Tom Perotta wrote The Leftovers, Election and now Mrs. Fletcher. (Photo by Ben King/HBO)

Tom Perotta wrote The Leftovers, Election and now Mrs. Fletcher. (Photo by Ben King/HBO)

Tom Perotta has been living many authors’ dream for more than a decade. He’s watched his critically acclaimed novels turn into equally well-regarded movies and TV shows: Alexander Payne’s withering social satire Election, Todd Field’s piercing suspense drama Little Children, and most recently, the awe-inspiring HBO series The Leftovers.

Perotta had a hand in all three of those projects, and he’ll be involved in the upcoming HBO adaptation of his latest novel Mrs. Fletcher as well. But The Leftovers took an unconventional journey—its first season encapsulates the entirety of its source material, so its two follow-up seasons explored the characters in new surroundings written exclusively for the screen.

While helping craft the third season of The Leftovers, Perotta toiled away at his seventh novel Mrs. Fletcher, which he’ll discuss at Politics and Prose on Thursday. The book offers a melancholy, pointed take on modern sexual mores through the lens of its title character, a middle-aged woman faced with unsettling questions of identity after her son departs for college.

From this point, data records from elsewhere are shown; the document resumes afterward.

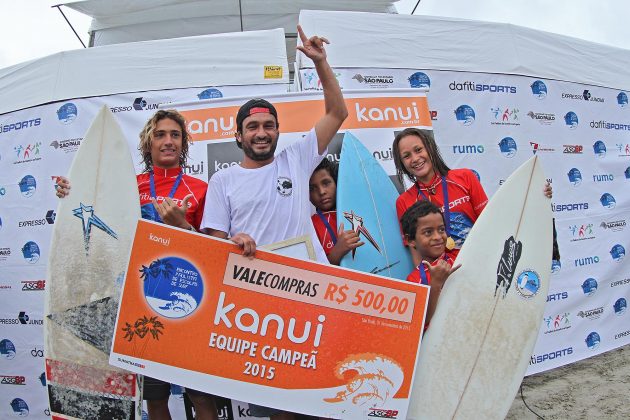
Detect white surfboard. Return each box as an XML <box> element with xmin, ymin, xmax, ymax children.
<box><xmin>408</xmin><ymin>156</ymin><xmax>552</xmax><ymax>419</ymax></box>
<box><xmin>44</xmin><ymin>106</ymin><xmax>142</xmax><ymax>419</ymax></box>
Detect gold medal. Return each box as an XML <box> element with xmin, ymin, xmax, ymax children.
<box><xmin>446</xmin><ymin>236</ymin><xmax>456</xmax><ymax>251</ymax></box>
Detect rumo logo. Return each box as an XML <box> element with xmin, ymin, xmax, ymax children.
<box><xmin>574</xmin><ymin>256</ymin><xmax>600</xmax><ymax>266</ymax></box>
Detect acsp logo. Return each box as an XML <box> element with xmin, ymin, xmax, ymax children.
<box><xmin>0</xmin><ymin>375</ymin><xmax>26</xmax><ymax>385</ymax></box>
<box><xmin>21</xmin><ymin>280</ymin><xmax>45</xmax><ymax>291</ymax></box>
<box><xmin>563</xmin><ymin>144</ymin><xmax>583</xmax><ymax>154</ymax></box>
<box><xmin>368</xmin><ymin>408</ymin><xmax>399</xmax><ymax>418</ymax></box>
<box><xmin>449</xmin><ymin>81</ymin><xmax>516</xmax><ymax>93</ymax></box>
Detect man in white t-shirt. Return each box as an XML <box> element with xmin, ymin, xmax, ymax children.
<box><xmin>201</xmin><ymin>25</ymin><xmax>347</xmax><ymax>264</ymax></box>
<box><xmin>200</xmin><ymin>25</ymin><xmax>347</xmax><ymax>419</ymax></box>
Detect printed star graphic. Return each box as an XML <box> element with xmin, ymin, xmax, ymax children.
<box><xmin>72</xmin><ymin>203</ymin><xmax>118</xmax><ymax>253</ymax></box>
<box><xmin>343</xmin><ymin>210</ymin><xmax>381</xmax><ymax>258</ymax></box>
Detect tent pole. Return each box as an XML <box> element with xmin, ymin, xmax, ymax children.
<box><xmin>411</xmin><ymin>0</ymin><xmax>422</xmax><ymax>15</ymax></box>
<box><xmin>238</xmin><ymin>0</ymin><xmax>244</xmax><ymax>31</ymax></box>
<box><xmin>52</xmin><ymin>4</ymin><xmax>87</xmax><ymax>48</ymax></box>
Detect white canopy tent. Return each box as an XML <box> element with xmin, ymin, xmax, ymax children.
<box><xmin>0</xmin><ymin>28</ymin><xmax>288</xmax><ymax>115</ymax></box>
<box><xmin>296</xmin><ymin>10</ymin><xmax>630</xmax><ymax>90</ymax></box>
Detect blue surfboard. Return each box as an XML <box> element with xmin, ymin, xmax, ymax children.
<box><xmin>337</xmin><ymin>132</ymin><xmax>413</xmax><ymax>280</ymax></box>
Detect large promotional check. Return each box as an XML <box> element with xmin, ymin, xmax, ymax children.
<box><xmin>110</xmin><ymin>220</ymin><xmax>429</xmax><ymax>419</ymax></box>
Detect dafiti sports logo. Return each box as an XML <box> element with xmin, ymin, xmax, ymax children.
<box><xmin>564</xmin><ymin>112</ymin><xmax>578</xmax><ymax>129</ymax></box>
<box><xmin>408</xmin><ymin>71</ymin><xmax>431</xmax><ymax>88</ymax></box>
<box><xmin>567</xmin><ymin>223</ymin><xmax>595</xmax><ymax>242</ymax></box>
<box><xmin>491</xmin><ymin>107</ymin><xmax>520</xmax><ymax>126</ymax></box>
<box><xmin>593</xmin><ymin>140</ymin><xmax>607</xmax><ymax>157</ymax></box>
<box><xmin>567</xmin><ymin>168</ymin><xmax>582</xmax><ymax>186</ymax></box>
<box><xmin>0</xmin><ymin>117</ymin><xmax>41</xmax><ymax>134</ymax></box>
<box><xmin>585</xmin><ymin>331</ymin><xmax>601</xmax><ymax>350</ymax></box>
<box><xmin>530</xmin><ymin>80</ymin><xmax>547</xmax><ymax>99</ymax></box>
<box><xmin>589</xmin><ymin>120</ymin><xmax>630</xmax><ymax>131</ymax></box>
<box><xmin>617</xmin><ymin>92</ymin><xmax>628</xmax><ymax>107</ymax></box>
<box><xmin>547</xmin><ymin>291</ymin><xmax>568</xmax><ymax>302</ymax></box>
<box><xmin>610</xmin><ymin>244</ymin><xmax>625</xmax><ymax>262</ymax></box>
<box><xmin>498</xmin><ymin>137</ymin><xmax>517</xmax><ymax>157</ymax></box>
<box><xmin>551</xmin><ymin>202</ymin><xmax>588</xmax><ymax>213</ymax></box>
<box><xmin>56</xmin><ymin>102</ymin><xmax>78</xmax><ymax>124</ymax></box>
<box><xmin>197</xmin><ymin>88</ymin><xmax>223</xmax><ymax>100</ymax></box>
<box><xmin>448</xmin><ymin>80</ymin><xmax>516</xmax><ymax>93</ymax></box>
<box><xmin>529</xmin><ymin>347</ymin><xmax>572</xmax><ymax>366</ymax></box>
<box><xmin>13</xmin><ymin>142</ymin><xmax>43</xmax><ymax>164</ymax></box>
<box><xmin>561</xmin><ymin>89</ymin><xmax>604</xmax><ymax>103</ymax></box>
<box><xmin>543</xmin><ymin>312</ymin><xmax>571</xmax><ymax>334</ymax></box>
<box><xmin>454</xmin><ymin>105</ymin><xmax>475</xmax><ymax>125</ymax></box>
<box><xmin>18</xmin><ymin>175</ymin><xmax>37</xmax><ymax>198</ymax></box>
<box><xmin>527</xmin><ymin>111</ymin><xmax>555</xmax><ymax>125</ymax></box>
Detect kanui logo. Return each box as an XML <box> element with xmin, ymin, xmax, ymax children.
<box><xmin>449</xmin><ymin>80</ymin><xmax>516</xmax><ymax>93</ymax></box>
<box><xmin>454</xmin><ymin>105</ymin><xmax>475</xmax><ymax>125</ymax></box>
<box><xmin>530</xmin><ymin>80</ymin><xmax>548</xmax><ymax>99</ymax></box>
<box><xmin>491</xmin><ymin>107</ymin><xmax>520</xmax><ymax>126</ymax></box>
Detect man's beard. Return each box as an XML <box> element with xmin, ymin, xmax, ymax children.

The Leftovers imagines the aftermath of a cataclysm in which 2 percent of the world’s population disappears without a trace.

“In spite of my sense that the two projects were competing with each other, maybe The Leftovers did influence it in ways I’m not fully aware of,” Perotta tells DCist.

To wit: Perotta recently bid farewell to his grown children, and spent much of the time during production on the show staying in friends’ houses and Airbnbs.

“Being a writer, it’s all I wanted to do,” Perotta said. “But it’s a lonely job.”

Those experiences informed both works. The Leftovers boasts several memorable sequences of self-actualization in hotels. At one point in Mrs. Fletcher, a character tells the reader she’s prone to becoming aroused when she’s staying in an unfamiliar bed, even by herself.

The show grew more assured when entire episodes focused on one character’s perspective at a time; similarly, the book oscillates deftly among several points of view, from main characters like Mrs. Fletcher and her son to minor ones they encounter along the way.

The shifting narrators propelled an introspective novel that’s light on plot. They also posed a challenge for Perotta, who felt obligated to properly realize characters with experiences unlike his own, including a trans professor who teaches Mrs. Fletcher’s community college gender studies course, and a young woman at her son’s school who fashions herself an activist.

The former led Perotta to immerse himself in gender theory, while the latter was drawn in part from encounters with his young adult daughter’s friends.

“Part of the reason why I have this method of bringing in these characters at strategic times is because I feel like I’ve gotten to know them in scenes where they’re not the point of view,” Perotta said.

Now that The Leftovers is over, Perotta can turn his attention to developing Mrs. Fletcher for the small screen. His initial idea was for a miniseries in the Big Little Lies tradition, but he now envisions a half-hour series in the vein of Atlanta and GIrls. That format, he said, will allow him to explore the novel’s colorful characters and perhaps even add new ones, as happened on The Leftovers.

Perotta offered no hints about who might be cast in the novel’s juicy main roles, even when DCist reminded him that given his clout, dropping a name now might pressure a dream candidate to sign on.

“It’s a fool’s errand,” he said.

Tom Perotta will discuss Mrs. Fletcher at Politics and Prose on Thursday, August 10 at 7 p.m.